Eschweiler: Junge Sänger verzaubern das Publikum

Eschweiler: Junge Sänger verzaubern das Publikum

Noch zum Jahreswechsel faszinierten sie während einer Konzertreise durch China das Publikum in einigen Metropolen des Reichs der Mitte. Auch Stationen in unter anderem Russland, Frankreich, Großbritannien, den Benelux-Ländern, Spanien und natürlich in zahlreichen Städten der Bundesrepublik standen bereits auf ihrem Reiseplan.

Am Samstagabend gastierten die fast 70 Sängerinnen und Sänger des Landesjugendchors Nordrhein-Westfalen unter der Leitung von Christiane Zywietz-Godland und Hermann Godland nun erstmals in Eschweiler.

Unter dem Titel „Zeitenklänge - Weltenklänge” entführten die Musiker, in deren Reihen sich mit Thorsten Müller auch ein Indestädter befindet, ihre Zuhörer in der evangelischen Friedenskirche zunächst in die Sphären der geistlichen Chormusik, bevor neben weltlicher Chormusik aus Deutschland auch Stücke aus Russland, China sowie ein Ausflug in die Filmmusik auf dem Programm standen.

Schon beim ersten Stück des Konzerts, der doppelchörigen Motette „Jubilate Deo”, die Hans Leo Hassler kurz vor seinem Tod im Jahr 1612 komponierte, sprang der Funke vom Chor auf das begeisterte Publikum über. Nicht zuletzt, da die Sänger nicht die gewohnt „kompakte” Choraufstellung einnahmen, sondern sich stattdessen im gesamten Raum verteilten und somit die Zuhörer quasi umzingelten.

Beeindruckend, mit welcher Ernsthaftigkeit und dennoch Leichtigkeit die jungen Musiker anschließend, nun in gewohnter Formation, Johann Sebastian Bachs elfteilige Motette „Jesu, meine Freude” anstimmten. Stücke von Johannes Brahms („Warum ist das Licht gegeben dem Mühseligen”) und Felix Mendelssohn-Bartholdy („Richte mich, Gott”) schlossen den ersten Teil des Konzerts ab.

Präsentierte der Chor vor der Pause Werke aus dem 17., 18. und 19. Jahrhundert, startete der zweite Teil des Abends mit Chormusik der Moderne. „Oh sieh, wie schön Du bist” wurde vom 1918 geborenen Komponisten Jürg Baur im Jahr 1979 geschaffen und von den Sängern des Landesjugendchors brillant interpretiert. Gleiches gilt für Johannes Brahms„ Stück „Wenn ein starker, Gewappneter”, das den Reigen der geistlichen Chormusik und damit der „Zeitenklänge” abschloss.
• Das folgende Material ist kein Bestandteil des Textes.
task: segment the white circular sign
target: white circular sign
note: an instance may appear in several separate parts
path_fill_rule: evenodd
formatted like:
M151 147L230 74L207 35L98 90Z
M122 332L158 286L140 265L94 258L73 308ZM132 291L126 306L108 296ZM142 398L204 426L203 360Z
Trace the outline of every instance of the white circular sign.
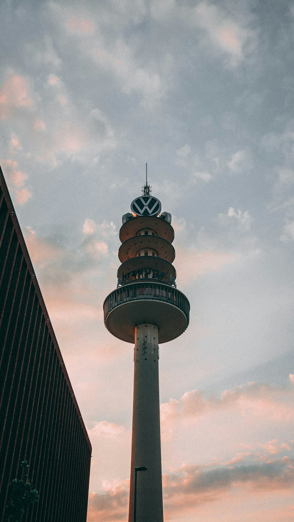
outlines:
M153 196L140 196L132 202L131 210L136 216L158 216L161 204Z

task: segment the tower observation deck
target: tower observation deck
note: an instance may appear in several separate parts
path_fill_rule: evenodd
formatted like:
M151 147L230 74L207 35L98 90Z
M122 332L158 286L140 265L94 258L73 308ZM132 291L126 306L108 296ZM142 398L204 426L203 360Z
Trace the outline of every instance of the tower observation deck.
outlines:
M103 305L105 325L115 337L135 341L133 435L128 521L163 522L159 421L158 343L181 335L189 323L190 304L177 288L175 253L170 213L144 187L123 216L117 286Z

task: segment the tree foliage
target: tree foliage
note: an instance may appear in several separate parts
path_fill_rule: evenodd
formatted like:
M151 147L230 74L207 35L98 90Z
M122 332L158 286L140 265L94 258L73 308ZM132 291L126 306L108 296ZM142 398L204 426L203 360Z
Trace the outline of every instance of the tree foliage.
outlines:
M5 522L20 522L29 506L38 502L39 493L28 478L29 465L26 460L20 463L22 468L20 480L14 479L9 484L7 503L5 507Z

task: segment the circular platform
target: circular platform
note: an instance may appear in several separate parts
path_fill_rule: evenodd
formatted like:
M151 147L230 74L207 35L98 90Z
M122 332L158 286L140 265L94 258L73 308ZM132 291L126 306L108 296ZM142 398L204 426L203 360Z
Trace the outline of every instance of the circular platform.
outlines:
M138 251L143 248L156 250L159 257L171 263L175 257L173 246L167 240L156 235L137 235L130 238L121 245L119 248L119 259L121 263L124 263L127 259L136 257Z
M107 296L103 309L108 330L126 342L134 342L134 327L144 322L158 327L160 344L178 337L189 322L186 297L164 283L134 283L117 288Z
M171 225L160 218L138 216L126 221L120 230L120 239L122 243L130 238L133 238L139 230L151 229L156 232L160 238L172 243L174 239L174 232Z

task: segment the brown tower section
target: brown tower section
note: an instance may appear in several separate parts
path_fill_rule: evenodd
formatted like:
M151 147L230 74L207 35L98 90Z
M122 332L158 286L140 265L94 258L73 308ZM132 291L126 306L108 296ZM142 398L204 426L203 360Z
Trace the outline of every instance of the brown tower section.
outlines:
M117 287L103 308L113 335L134 342L133 436L128 520L134 522L135 468L137 522L163 522L158 343L181 335L189 321L190 304L177 289L172 263L175 253L171 216L159 217L160 202L144 187L123 217L120 231Z

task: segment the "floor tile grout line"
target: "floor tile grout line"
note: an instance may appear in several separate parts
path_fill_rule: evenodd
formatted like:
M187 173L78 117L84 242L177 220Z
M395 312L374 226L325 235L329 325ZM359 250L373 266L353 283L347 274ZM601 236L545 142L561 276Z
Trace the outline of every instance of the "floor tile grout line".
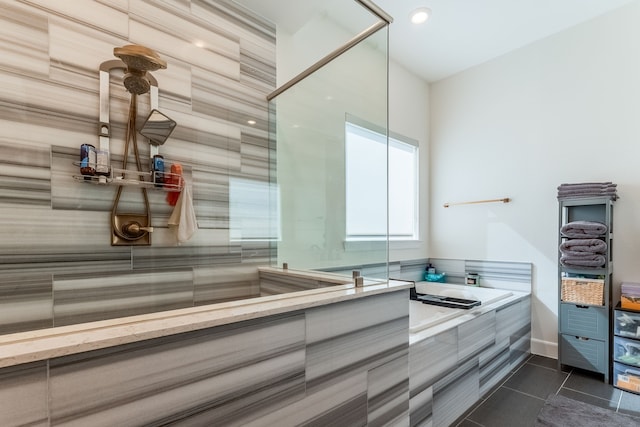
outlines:
M620 412L620 404L622 403L622 396L624 396L624 391L620 393L620 396L618 396L618 404L616 405L616 412Z
M571 374L573 374L573 369L571 369L569 371L569 373L565 377L564 381L562 381L562 384L560 384L560 387L558 387L558 390L556 390L556 394L560 393L560 390L562 390L562 387L564 387L564 385L567 383L567 381L569 380L569 377L571 376Z
M507 390L515 391L516 393L522 394L524 396L533 397L534 399L538 399L538 400L542 400L543 402L546 402L546 399L543 399L542 397L538 397L538 396L533 395L533 394L525 393L524 391L516 390L515 388L507 387L506 385L502 386L502 387L507 389Z
M620 404L620 396L618 396L617 399L605 399L604 397L596 396L595 394L587 393L586 391L577 390L575 388L571 388L571 387L561 387L561 388L564 388L565 390L571 390L574 393L578 393L578 394L582 394L582 395L585 395L585 396L593 397L594 399L602 400L604 402L615 403L616 407Z

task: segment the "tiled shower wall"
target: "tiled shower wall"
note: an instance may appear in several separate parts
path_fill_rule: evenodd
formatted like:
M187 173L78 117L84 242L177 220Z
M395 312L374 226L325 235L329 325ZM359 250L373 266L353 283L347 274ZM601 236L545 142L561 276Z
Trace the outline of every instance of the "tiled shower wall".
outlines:
M258 295L268 244L229 238L229 181L268 182L266 94L275 28L228 0L0 0L0 333ZM98 67L141 44L159 109L178 126L160 147L193 185L199 230L177 246L165 193L151 191L150 247L112 247L115 187L73 161L98 146ZM122 160L129 95L111 77L111 152ZM149 111L140 97L139 119ZM255 120L255 125L247 121ZM143 156L148 145L139 138ZM125 190L119 212L144 212Z

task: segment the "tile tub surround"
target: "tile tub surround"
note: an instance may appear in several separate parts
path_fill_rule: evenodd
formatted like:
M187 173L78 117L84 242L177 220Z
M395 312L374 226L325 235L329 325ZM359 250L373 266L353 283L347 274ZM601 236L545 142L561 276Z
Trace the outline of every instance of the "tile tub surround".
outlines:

Die „Weltenklänge” führten zunächst zum von Hugo Distler vertonten dramatischen „Feuerreiter” aus dem Mörike-Chorliederbuch, bevor das chinesische Volkslied „An jenem fernen Ort” voller Leidenschaft angestimmt wurde. Mit „Strekotunja Beloboka”, der weiß geflügelten Elster von Georgij Swiridow, machte der Chor Zwischenstation in Russland. Begeisternd auch der Abschluss des knapp zweistündigen Konzerts, zu dem der Chor das weltberühmte „Over the Rainbow” aus dem Film „The Wizard of Oz” präsentierte und das Publikum dem Titel gemäß verzauberte.

Lautstarker Applaus forderte die Sänger, die noch in diesem Herbst zu einer Konzertreise nach England und Wales aufbrechen werden, geradezu zu Zugaben heraus. Eine Forderung, der der Chor mit dem „Abendlied” gerne und überzeugend nachkam.

Nur schade, dass bei weitem nicht alle Plätze der Friedenskirche während des Konzerts des Landesjugendchors NRW besetzt waren. Bleibt zu hoffen, dass der erste Auftritt des Ensembles in Eschweiler nicht gleichzeitig auch der Letzte war. Denn die Chormusikliebhaber, die am Samstag den Weg in die Friedenskirche fanden, wurden Zeugen eines bemerkenswerten und begeisternden Auftritts junger Musiker voller Enthusiasmus.